Because the data are dispersed in parallel systems, writing efficient parallel programs is a challenge, even for experts. To simplify this task, we have developed four innovative approaches to speed up the data delivery at the library level, namely 1) an effective way to prefetch pages in software distributed shared memory systems, 2) a transparent, software based, real-time message compression algorithm for MPI libraries, 3) an approach to reliably prefetch messages in a message-passing system, and 4) a page protection based mechanism to safely release blocking receives early. These techniques boost the performance without the need to recompile or modify applications. Moreover, our approach simplifies the writing and debugging of parallel programs because it allows the use of simple parallel constructs while meeting or exceeding the performance of complex code, which increases programmer productivity. This project is a collaboration with Dr. Evan Speight from IBM.


Load-value prediction

Due to the slow data accesses, latency-hiding speculation hardware is ubiquitous in high-end processors. To improve the speculation accuracy and reduce the complexity and power consumption of such hardware, 1) we created new hybrid load-value predictors that are superior to other designs, 2) we invented a technique to reduce the size of the best hybrid predictors by more than a factor of two without sacrificing performance, 3) we devised several approaches to improve the energy and complexity efficiency of load-value predictors, 4) we demonstrated that more accurate but slower predictors are often inferior to simpler predictors when accounting for the latency, and 5) we originated a new class of self-optimizing hardware that autonomously carries out the operations of a genetic algorithm and developed confidence estimators that use this technique to continuously adapt to the workload. Dr. Benjamin G. Zorn from Microsoft Research collaborated with us on the hybrid predictors.

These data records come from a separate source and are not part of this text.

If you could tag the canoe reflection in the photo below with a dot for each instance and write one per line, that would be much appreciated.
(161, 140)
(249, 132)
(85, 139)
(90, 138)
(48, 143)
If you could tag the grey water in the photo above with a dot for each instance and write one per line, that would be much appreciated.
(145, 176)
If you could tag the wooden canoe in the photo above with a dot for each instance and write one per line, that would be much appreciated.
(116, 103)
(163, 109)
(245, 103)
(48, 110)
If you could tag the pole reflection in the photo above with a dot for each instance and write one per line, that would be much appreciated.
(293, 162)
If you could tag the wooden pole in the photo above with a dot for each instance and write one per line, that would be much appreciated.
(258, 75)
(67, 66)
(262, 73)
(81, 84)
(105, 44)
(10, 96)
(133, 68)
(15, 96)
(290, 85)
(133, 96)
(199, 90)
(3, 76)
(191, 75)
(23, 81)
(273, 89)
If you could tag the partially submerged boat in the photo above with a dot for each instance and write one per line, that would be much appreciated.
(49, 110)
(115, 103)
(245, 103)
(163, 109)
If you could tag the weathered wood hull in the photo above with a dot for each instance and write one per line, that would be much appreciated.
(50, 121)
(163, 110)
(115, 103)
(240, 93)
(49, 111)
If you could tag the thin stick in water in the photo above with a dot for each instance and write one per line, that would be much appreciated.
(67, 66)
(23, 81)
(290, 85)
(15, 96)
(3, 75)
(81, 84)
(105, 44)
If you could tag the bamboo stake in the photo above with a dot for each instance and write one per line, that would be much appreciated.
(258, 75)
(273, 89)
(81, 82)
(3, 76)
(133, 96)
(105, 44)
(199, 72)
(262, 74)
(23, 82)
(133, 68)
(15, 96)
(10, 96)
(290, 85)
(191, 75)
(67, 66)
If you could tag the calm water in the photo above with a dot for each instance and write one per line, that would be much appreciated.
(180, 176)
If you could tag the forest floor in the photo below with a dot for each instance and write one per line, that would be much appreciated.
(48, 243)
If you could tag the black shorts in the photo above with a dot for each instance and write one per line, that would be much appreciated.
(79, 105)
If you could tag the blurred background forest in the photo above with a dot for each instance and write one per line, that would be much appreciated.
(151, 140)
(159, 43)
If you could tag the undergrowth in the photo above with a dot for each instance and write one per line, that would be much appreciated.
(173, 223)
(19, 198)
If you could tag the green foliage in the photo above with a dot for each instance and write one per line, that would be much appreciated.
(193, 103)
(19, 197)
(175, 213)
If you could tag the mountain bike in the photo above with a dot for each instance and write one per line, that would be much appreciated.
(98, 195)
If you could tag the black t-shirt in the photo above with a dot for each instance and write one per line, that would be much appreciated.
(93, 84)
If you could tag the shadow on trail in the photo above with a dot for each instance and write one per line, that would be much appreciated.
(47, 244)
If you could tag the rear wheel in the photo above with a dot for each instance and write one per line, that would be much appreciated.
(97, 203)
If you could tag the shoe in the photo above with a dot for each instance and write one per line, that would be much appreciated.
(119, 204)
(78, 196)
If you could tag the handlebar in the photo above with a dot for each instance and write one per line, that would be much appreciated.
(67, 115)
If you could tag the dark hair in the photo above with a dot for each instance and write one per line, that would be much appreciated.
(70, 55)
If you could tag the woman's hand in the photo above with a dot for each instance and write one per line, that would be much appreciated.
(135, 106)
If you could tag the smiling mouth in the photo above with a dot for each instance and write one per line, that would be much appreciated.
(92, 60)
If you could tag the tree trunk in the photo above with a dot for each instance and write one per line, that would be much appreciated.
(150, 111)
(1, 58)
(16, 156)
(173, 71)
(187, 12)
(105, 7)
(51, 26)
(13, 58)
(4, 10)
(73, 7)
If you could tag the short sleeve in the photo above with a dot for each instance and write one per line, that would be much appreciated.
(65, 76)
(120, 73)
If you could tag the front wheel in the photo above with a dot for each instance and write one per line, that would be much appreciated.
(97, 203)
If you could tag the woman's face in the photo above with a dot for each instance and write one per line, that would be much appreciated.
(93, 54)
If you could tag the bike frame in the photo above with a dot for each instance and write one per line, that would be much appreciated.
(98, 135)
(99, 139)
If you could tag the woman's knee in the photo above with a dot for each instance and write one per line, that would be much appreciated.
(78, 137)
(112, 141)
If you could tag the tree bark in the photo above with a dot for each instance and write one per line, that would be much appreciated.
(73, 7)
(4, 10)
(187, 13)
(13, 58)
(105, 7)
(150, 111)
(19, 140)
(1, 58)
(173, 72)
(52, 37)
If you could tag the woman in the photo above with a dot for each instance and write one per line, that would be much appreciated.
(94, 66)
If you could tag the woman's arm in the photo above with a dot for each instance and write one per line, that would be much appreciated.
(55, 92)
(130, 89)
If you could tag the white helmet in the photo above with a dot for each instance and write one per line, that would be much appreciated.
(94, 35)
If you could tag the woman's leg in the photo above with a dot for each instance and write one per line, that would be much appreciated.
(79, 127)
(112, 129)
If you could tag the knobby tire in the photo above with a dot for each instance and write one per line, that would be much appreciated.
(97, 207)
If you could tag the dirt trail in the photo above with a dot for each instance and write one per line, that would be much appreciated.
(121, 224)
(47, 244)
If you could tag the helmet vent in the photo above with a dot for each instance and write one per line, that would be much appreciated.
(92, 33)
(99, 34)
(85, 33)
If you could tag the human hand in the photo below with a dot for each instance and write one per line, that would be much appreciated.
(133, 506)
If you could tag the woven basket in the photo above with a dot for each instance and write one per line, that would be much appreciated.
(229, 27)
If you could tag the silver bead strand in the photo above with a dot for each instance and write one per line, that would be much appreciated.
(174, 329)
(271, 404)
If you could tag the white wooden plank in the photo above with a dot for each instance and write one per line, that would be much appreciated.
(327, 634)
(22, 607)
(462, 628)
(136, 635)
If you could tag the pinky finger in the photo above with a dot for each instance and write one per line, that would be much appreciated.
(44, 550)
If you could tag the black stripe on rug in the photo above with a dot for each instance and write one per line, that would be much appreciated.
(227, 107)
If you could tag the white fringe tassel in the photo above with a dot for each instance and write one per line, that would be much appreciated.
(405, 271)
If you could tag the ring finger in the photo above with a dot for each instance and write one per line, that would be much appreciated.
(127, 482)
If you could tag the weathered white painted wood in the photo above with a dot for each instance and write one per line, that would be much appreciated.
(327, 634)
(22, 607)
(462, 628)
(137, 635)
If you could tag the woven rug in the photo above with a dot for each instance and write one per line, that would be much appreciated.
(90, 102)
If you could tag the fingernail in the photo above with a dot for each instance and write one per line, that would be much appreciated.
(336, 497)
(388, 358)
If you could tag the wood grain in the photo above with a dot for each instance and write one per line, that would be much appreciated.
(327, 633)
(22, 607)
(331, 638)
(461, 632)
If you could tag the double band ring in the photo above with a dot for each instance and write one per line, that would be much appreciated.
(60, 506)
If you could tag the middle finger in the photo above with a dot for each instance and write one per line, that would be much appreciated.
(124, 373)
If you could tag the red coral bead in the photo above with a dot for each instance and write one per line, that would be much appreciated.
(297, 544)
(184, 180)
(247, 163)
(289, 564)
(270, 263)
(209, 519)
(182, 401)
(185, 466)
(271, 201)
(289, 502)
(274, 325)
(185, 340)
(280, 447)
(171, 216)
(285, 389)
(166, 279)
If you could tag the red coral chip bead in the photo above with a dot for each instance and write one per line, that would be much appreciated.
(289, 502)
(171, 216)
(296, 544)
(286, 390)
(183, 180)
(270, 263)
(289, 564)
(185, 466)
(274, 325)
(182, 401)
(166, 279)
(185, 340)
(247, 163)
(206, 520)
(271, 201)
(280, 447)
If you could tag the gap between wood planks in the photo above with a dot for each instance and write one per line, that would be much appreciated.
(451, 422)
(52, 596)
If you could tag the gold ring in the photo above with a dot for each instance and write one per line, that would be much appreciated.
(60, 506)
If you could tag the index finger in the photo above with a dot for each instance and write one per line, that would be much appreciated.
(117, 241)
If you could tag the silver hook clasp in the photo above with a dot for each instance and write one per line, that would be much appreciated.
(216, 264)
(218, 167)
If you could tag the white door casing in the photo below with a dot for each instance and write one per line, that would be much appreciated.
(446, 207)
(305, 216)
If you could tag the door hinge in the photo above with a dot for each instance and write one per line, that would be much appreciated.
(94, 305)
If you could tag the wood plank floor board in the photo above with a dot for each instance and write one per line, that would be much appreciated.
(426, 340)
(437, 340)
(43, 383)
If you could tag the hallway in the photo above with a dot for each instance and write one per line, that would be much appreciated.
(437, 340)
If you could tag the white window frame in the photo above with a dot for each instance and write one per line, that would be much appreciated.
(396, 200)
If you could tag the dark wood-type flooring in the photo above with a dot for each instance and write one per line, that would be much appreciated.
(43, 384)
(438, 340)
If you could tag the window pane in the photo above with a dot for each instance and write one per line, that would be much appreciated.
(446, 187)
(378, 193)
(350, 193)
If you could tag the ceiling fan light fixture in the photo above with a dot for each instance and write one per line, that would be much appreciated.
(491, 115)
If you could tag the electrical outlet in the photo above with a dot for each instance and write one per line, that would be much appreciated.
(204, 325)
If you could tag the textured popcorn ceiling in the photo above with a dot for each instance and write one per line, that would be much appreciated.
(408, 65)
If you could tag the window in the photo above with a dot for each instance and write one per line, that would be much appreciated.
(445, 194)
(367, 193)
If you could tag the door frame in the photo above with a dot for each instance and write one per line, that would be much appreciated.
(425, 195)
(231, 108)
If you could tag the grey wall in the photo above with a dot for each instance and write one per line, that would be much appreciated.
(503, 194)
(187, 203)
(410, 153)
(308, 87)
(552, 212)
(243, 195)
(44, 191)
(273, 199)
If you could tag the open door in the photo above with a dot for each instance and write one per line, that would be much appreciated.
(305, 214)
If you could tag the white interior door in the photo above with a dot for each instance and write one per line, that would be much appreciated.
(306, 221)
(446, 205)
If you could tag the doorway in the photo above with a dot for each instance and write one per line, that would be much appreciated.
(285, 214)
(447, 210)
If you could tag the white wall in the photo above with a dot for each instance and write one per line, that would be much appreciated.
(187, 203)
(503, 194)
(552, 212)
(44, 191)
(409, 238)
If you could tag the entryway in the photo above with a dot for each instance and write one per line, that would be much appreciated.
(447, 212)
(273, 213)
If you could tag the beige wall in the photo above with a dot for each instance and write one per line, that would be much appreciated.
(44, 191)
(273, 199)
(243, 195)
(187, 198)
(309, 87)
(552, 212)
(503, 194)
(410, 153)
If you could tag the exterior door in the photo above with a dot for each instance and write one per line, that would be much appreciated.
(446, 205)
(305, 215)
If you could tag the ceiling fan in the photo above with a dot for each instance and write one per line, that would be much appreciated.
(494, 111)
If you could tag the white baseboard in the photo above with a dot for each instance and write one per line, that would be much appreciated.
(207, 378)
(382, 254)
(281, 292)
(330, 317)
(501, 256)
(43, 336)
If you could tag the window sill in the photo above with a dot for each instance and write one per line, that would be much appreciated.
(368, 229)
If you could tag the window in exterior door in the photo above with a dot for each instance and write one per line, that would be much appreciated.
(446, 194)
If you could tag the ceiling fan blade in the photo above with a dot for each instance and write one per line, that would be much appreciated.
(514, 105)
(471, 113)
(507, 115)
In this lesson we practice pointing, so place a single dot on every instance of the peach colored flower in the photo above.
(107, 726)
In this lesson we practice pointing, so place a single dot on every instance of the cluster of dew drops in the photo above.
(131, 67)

Performance evaluation and optimization

To facilitate and support the other projects, we have designed our own compiler optimizations, simulators, and metrics, including 1) a method for compilers to statically determine which load instructions are likely to miss in the cache and which of those cache-missing loads are likely to be value predictable and with what kind of predictor, 2) source code transformations that substantially speed up important bioinformatics programs, 3) a simple approach to synthesize processor simulators that are an order of magnitude faster than generic simulators, and 4) a straightforward metric to evaluate and compare the energy efficiency of processor components. The compiler project is a collaboration with Prof. Amer Diwan from the University of Colorado at Boulder and his Ph.D. student Matthias Hauswirth.


Computational brain-injury modeling

Traumatic brain injuries are the leading cause of death among children and affect two million people annually in the US alone. To help bring this number down, we designed a computational model that 1) advances the state of the art in closed-head injury simulation, 2) demonstrates that nonlinear fluid viscoelastic models are necessary to recreate the key features of diffuse axonal injuries, 3) illustrates that the skull’s geometry is able to amplify the material velocity inside the brain, and 4) shows that head translations and not just rotations can induce dangerous rotational flows that may lead to closed-head injuries. The goal of this bioengineering work is to enable industry to design better helmets, car interiors, and other safety measures to alleviate human suffering and to lower healthcare costs. This project is a collaboration with Prof. Igor Szczyrba from the University of Northern Colorado.